ASSESSMENT OF CHRONIC PAIN BEHAVIOUR: RELIABILITY OF THE METHOD AND ITS RELATIONSHIP WITH PERCEIVED DISABILITY, PHYSICAL IMPAIRMENT AND FUNCTION
Petteri Koho, Sarita Aho, Paul Watson, Heikki Hurri
A1 ORTON Rehabilitation Centre, Helsinki, Finland
A2 Rheumatic Diseases Centre, Hope Hospital, Salford, UK
The aim of the present study was to develop a reliable assessment of pain behaviour performed during the execution of a range of functional assessment measures. For the initial reliability study 18 subjects (consecutive referrals) were assessed. Subjects were observed and videotaped during a variety of physical tasks and demonstrations of pain behaviour were recorded; the videotapes were scored by two independent observers on two occasions.
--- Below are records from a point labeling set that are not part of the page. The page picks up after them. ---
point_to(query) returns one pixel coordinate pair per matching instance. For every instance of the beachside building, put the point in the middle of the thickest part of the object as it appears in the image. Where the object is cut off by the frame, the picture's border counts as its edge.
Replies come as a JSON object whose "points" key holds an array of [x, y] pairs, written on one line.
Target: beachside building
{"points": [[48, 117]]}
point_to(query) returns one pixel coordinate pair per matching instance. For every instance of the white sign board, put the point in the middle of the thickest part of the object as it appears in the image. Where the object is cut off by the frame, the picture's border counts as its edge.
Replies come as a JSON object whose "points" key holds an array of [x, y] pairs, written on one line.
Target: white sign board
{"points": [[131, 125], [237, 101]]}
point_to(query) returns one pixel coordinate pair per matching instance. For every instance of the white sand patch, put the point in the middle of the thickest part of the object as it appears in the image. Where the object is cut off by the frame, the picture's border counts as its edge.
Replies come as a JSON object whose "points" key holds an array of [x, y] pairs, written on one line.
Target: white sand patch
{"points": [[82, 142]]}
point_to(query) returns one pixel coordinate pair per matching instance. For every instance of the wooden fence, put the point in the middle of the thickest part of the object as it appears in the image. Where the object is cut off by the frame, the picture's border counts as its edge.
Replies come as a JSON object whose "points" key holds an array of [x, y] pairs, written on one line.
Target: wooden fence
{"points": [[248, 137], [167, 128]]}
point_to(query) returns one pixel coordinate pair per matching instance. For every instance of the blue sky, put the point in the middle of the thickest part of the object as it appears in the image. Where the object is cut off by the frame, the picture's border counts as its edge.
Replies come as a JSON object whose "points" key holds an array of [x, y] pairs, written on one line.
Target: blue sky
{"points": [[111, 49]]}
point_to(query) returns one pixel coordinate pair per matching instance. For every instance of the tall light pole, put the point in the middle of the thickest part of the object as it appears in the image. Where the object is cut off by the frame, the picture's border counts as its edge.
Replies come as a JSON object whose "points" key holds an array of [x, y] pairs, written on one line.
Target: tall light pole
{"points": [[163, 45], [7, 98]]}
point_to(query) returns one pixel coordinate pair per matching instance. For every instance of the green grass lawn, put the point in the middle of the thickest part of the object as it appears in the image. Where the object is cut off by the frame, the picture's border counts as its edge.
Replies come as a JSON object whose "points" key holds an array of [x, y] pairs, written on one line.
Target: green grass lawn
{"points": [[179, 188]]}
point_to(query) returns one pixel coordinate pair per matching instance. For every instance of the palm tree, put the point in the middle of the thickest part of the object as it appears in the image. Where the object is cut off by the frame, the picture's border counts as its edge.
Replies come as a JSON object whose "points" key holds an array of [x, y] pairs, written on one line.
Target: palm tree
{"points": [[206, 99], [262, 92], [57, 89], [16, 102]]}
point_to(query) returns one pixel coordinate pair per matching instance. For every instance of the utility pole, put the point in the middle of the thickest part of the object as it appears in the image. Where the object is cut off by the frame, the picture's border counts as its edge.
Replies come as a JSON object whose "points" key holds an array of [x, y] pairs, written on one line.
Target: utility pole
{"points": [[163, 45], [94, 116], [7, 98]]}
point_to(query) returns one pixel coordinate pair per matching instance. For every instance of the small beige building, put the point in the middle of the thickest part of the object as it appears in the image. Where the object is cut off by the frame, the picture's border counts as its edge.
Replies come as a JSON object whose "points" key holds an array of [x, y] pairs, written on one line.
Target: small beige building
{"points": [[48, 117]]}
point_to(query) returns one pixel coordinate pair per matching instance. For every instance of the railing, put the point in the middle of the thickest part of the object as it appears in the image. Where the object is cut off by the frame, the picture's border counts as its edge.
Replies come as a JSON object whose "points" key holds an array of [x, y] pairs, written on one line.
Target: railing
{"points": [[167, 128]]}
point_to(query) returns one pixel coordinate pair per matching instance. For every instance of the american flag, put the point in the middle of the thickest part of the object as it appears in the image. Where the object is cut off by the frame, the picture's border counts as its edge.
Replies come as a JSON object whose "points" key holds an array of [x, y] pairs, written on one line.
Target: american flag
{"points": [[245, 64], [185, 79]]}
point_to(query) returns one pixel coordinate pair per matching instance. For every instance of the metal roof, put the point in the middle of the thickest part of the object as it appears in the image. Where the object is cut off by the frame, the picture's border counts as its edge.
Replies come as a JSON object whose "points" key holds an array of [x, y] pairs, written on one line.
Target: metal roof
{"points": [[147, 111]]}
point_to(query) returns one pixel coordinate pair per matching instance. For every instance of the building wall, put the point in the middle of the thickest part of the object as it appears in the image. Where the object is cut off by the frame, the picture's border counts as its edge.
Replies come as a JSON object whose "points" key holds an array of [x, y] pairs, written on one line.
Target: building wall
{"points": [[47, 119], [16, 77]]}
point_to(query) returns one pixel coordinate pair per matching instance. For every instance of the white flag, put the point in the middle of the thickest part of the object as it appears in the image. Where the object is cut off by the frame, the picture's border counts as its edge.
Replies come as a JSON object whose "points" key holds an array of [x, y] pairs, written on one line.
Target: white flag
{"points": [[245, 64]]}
The relationships between pain behaviour, distress and physical function and impairment were also investigated in a group of 51 patients with chronic back pain. Self-report of disability and pain intensity were assessed using the Finnish version of Oswestry disability questionnaire and the pain visual analogue scale (VAS). Depression and somatic perception were assessed using the modified Zung and modified somatic perception questionnaire. The Tampa scale for kinesiophobia was used to evaluate fear of movement and (re)injury. The results of the intra- and inter-observer reliability study demonstrate good to excellent levels of agreement. The exception was facial expression (kappa 0.29), which was excluded from the final instrument. There was a strong correlation between pain behaviour and subjective pain report and disability (p < 0.01). The correlations between total pain behaviour and performance of physical function tasks is striking (p < 0.01). Subjective disability was analysed by means of multiple regression analysis. Pain measured on the VAS was the most important variable explaining 36% of the variance, pain behaviour and pain combined explained 48% of the variance for self reported disability. In conclusion, this functional video-based assessment of pain behaviour is a reliable measure of pain behaviour. The total scores for pain behaviour correlate with tasks that involve the back; tests involving upper limbs were not affected. This test is suitable for the assessment of those with pain problems specifically involving the back. Furthermore, in the group studied pain and pain behaviour were the two most important determinants of self-reported disability.